A mulher que teria sido ofendida queria indenização de R$ 120 mil

Desembargadores da 4ª Câmara Cível negaram uma ação cível que pedia indenização de R$ 120 mil por danos morais após uma mulher ter tido uma discussão no Whatsapp com mensagens ofensivas. O TJMS (Tribunal de Justiça de Mato Grosso do Sul) entendeu que é descabida a pretensão indenizatória por danos morais nestes casos.

O processo explica que as palavras trocadas entre as duas mulheres envolvidas foram ofensivas, mas restritas e recíprocas e que foram disparadas no calor da discussão. Entretanto, no recurso, a apelante destacou que as palavras denegriram sua imagem e que as frases continham conotações discriminatórias e desproporcionais.

A discussão teria começado após um desentendimento envolvendo uma multa de um hidrômetro irregular de um imóvel alugado. No processo, a apelante conta que a cobrança da concessionária veio no valor de R$ 450.

Para o relator do processo, o desembargador Vladimir Abreu da Silva, “é incontroversa a existência da animosidade que deu ensejo à propositura da demanda, porém, bem se vê que as ofensas, além de restritas, já que externadas por intermédio de troca de mensagem em aplicativo de celular de uso privado das partes”. O desembargador ainda ressalta que tais ofensas aconteceram sem a presença de outras pessoas, mas sim em um aplicativo.
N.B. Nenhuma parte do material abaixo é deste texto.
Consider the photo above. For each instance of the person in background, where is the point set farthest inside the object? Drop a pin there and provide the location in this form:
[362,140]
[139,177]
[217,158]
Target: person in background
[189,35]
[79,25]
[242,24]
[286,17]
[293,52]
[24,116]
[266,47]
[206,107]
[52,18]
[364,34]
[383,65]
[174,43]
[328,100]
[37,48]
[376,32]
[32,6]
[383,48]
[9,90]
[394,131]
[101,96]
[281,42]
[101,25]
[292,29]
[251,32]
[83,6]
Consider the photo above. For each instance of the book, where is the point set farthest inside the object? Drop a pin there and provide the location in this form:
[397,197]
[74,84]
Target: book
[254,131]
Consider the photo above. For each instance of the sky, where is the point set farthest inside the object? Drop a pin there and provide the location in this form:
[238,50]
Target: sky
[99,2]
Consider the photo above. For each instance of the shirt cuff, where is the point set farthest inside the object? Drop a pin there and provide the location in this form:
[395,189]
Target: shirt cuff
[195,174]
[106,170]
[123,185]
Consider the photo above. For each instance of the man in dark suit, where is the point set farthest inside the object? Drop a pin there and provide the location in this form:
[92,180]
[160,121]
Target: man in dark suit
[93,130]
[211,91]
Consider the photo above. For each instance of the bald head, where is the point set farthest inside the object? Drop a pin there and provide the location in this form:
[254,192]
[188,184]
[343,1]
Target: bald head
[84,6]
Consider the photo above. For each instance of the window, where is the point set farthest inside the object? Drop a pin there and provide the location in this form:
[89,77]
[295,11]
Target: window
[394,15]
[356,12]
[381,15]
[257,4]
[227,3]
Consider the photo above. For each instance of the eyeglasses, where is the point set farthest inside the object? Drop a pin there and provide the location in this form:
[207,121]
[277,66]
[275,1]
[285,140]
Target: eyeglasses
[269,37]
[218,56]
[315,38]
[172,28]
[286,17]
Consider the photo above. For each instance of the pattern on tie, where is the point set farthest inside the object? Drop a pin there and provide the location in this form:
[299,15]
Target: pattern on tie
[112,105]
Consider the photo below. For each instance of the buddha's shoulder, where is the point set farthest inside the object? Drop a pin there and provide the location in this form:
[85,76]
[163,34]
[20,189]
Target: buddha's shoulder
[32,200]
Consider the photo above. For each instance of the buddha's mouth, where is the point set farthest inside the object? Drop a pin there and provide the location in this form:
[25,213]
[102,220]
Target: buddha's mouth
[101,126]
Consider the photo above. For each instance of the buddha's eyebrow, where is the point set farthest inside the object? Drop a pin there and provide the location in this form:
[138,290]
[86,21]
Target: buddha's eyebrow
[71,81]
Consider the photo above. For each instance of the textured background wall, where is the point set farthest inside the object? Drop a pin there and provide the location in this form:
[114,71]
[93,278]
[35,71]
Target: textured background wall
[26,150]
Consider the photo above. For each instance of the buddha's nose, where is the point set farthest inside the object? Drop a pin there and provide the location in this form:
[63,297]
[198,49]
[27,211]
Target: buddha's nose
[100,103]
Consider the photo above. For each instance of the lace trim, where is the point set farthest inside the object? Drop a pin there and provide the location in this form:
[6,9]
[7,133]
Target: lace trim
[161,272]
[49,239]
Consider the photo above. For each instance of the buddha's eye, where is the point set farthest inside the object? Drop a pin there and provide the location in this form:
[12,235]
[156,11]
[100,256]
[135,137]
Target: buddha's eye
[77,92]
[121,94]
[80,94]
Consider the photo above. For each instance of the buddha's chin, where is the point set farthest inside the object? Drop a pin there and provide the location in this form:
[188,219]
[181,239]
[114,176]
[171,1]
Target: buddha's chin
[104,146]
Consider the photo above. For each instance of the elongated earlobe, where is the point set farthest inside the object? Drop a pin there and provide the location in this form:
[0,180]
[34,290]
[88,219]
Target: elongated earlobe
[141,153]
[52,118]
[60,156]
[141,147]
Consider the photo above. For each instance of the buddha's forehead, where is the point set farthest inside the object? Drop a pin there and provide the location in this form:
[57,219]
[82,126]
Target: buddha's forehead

Em seu voto, o desembargador concluiu que o prejuízo extrapatrimonial alegado pela autora não se mostrou evidenciado na espécie. “Ademais, um acurado exame probatório conduz à inarredável conclusão de que as agressões foram mútuas e praticadas por ambas as envolvidas, o que também afasta o dever de indenizar. Logo, afigura-me irrepreensível a sentença recorrida, a qual deve ser mantida em todos os seus termos”.